Jacques Seyrac, natif de Bayonne et dit Haran-Sauret depuis sa migration dans le Nord, tirait ce surnom de son ancien état de pêcheur de harengs, qu’il avait d’abord exercé à Dunkerque, mais qu’il avait abandonné pour s’attacher au sort de Cornille Bart, et le suivre dans ses courses contre les Anglais et les Hollandais. Haran-Sauret, par abréviation Sauret, était un brave et honnête marin, quelque peu clerc ; car, chose assez extraordinaire pour le temps, il savait lire fort couramment.
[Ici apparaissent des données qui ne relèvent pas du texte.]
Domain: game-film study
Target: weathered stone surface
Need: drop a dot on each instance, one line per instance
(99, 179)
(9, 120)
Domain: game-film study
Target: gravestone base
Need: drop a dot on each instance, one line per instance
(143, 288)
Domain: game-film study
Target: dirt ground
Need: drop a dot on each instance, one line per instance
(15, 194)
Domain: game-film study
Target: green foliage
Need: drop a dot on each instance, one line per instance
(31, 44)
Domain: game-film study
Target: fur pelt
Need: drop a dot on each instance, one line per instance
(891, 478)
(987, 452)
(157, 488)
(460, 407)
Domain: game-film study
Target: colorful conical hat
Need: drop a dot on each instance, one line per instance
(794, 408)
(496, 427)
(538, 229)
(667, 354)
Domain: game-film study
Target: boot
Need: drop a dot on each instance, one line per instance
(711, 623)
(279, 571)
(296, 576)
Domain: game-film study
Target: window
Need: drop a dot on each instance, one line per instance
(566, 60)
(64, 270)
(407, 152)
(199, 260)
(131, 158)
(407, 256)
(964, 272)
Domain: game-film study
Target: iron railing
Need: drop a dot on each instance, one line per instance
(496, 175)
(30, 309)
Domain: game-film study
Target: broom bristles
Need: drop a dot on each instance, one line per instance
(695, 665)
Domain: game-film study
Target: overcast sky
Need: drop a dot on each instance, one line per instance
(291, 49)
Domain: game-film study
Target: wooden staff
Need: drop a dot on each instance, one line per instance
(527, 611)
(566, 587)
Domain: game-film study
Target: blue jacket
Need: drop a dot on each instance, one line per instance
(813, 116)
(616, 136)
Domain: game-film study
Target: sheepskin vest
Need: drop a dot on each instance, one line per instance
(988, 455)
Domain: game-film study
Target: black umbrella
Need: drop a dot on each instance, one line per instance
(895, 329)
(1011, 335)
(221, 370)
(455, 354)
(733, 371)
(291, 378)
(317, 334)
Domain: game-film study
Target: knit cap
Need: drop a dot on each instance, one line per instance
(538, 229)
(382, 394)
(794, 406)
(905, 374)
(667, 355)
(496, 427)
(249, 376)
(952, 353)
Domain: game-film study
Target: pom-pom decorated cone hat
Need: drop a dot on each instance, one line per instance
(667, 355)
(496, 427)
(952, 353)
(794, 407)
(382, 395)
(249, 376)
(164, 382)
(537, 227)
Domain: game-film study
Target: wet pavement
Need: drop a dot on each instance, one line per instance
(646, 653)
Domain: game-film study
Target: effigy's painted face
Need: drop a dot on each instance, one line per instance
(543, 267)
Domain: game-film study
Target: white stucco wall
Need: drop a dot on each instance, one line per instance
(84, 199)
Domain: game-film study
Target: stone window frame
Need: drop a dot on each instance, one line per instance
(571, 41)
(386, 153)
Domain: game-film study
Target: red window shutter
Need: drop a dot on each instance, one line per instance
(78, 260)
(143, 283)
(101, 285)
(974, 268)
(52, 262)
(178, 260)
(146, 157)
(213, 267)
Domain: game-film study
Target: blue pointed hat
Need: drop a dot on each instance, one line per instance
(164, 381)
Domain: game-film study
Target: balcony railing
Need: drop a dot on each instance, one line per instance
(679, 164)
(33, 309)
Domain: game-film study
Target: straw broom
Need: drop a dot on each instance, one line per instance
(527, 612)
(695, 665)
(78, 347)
Or, cette faculté, jointe à son imagination toute méridionale, en le mettant à même de s’imprégner, pour ainsi dire, des récits mensongers des navigateurs de l’époque, lui avait donné l’envie de les imiter, ce qu’il faisait effrontément lorsqu’il venait à raconter ses voyages océaniques et périlleux et surtout véridiques, ainsi qu’on l’a vu ; d’ailleurs probe, intrépide, et en tout dévoué à son capitaine Cornille Bart.

En s’asseyant sur son escabeau, Sauret reprit l’intéressante occupation qu’il avait interrompue pour aller donner des nouvelles de son maître : il s’agissait du parachèvement d’une petite galère en miniature qui pouvait vraiment passer pour un chef-d’œuvre, car, depuis l’espalier jusqu’aux bandinets et à la rambade[1], tout était imité et exécuté avec une exactitude scrupuleuse. Aussi le vieux marinier s’arrêtait-il de temps en temps pour sourire complaisamment à son ouvrage, quoiqu’une seule chose l’affligeât beaucoup. — Les carosses ou tentes situées à l’arrière des galères étaient ordinairement enrichies des étoffes les plus somptueuses, tandis que le pauvre Sauret n’avait, pour couvrir le carrosse de la sienne, qu’un vieux morceau de revesche rouge tout passé. Aussi en était-il à envier de toutes ses forces un petit coin de la bannière

  1. L’espalier à bord des galères de premier rang était un espace carré compris entre le logement du capitaine et les bancs des rameurs ; de chaque côté de l’espalier étaient des balustrades nommées bandins et bandinets.

    La rambade était une plate-forme élevée de quelques pieds au-dessus du pont servant de gaillard d’avant aux matelots qui faisaient la manœuvre.